No one had put together the theory of natural selection before because we had to wait for Malthus to publish his Essay On The Principle Of Population. We also had to wait for industrialization and secularism to come up with the idea that nature is bound by economic principles. As I said, Natural Selection explains nothing, the concept of Struggle for Existence is what made Darwin popular and different from other biologists.

Regarding your other statement, 4. would just be 1. with extra steps. And yes, people did make predictions about nature, they did it all the time. In fact, agriculture is based on the observation that certain conditions produced changes in the species that were benefitial for humans. You'd be surprised how "modern" some ancient thinkers were.

Natural Selection is no basis to make such predictions, because it can only predict that what already exists will likely continue to exist, unless it doesn't exist anymore on which case it will cease to exist. Of course, if you take a shark out of the water it will die, we can predict that 100%. But do we need Darwin for that? And you know what, even if the shark didn't die, that would still "prove" natural selection...

What predictions we can make don't need Natural Selection, and those we can't make aren't explained by Natural Selection either.

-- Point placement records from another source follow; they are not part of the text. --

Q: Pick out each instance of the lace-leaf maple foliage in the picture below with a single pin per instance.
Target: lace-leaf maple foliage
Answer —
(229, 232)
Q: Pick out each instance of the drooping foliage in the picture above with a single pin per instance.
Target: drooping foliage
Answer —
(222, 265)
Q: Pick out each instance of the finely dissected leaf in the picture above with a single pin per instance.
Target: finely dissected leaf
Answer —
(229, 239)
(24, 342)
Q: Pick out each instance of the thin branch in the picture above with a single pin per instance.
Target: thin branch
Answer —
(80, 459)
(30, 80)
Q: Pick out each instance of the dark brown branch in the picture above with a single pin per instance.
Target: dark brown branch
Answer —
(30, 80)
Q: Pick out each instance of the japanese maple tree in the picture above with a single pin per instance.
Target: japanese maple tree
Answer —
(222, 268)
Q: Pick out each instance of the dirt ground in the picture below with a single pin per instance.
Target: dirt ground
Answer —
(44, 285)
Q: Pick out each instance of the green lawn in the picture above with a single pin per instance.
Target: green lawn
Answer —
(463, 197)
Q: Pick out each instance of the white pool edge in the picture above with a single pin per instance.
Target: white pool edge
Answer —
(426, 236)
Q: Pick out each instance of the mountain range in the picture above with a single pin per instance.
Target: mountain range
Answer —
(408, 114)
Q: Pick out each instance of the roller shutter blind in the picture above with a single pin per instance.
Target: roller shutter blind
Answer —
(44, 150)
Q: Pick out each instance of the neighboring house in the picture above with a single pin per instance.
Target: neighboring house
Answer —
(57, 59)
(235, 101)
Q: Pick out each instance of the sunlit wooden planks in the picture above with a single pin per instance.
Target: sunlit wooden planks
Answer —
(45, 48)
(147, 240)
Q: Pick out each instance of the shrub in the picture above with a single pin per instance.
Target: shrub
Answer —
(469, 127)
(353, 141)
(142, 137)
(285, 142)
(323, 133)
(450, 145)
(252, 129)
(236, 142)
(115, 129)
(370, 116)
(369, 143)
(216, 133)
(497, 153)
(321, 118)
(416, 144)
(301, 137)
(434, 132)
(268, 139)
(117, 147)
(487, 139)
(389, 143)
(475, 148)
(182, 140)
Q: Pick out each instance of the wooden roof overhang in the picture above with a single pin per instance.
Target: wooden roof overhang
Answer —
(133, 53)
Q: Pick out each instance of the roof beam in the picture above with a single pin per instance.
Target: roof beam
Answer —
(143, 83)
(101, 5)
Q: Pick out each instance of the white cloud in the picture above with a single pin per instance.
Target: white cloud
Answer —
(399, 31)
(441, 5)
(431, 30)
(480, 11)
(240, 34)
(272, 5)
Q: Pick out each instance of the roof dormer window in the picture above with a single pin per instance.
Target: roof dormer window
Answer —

No. See my other comment about 2+2=4.

The world did not, in fact, believed that at all. We didn't wait for Darwin to understand that living creatures have the means to preserve their own lifes.

No, I meant to say tautological. Most tautologies are trivial, and I believe this one is, but we are not discussing whether it's trivial or not, we are discussing whether it's tautological or not. The diversity of life is not explained at all by Natural Selection, because it only tells us that diversity exists because it exists. A nothingburger. What you'd like to study in order to understand nature's diversity is paleontology (to which Darwin made several contributions) and genetics, none of which need the theory of Natural Selection.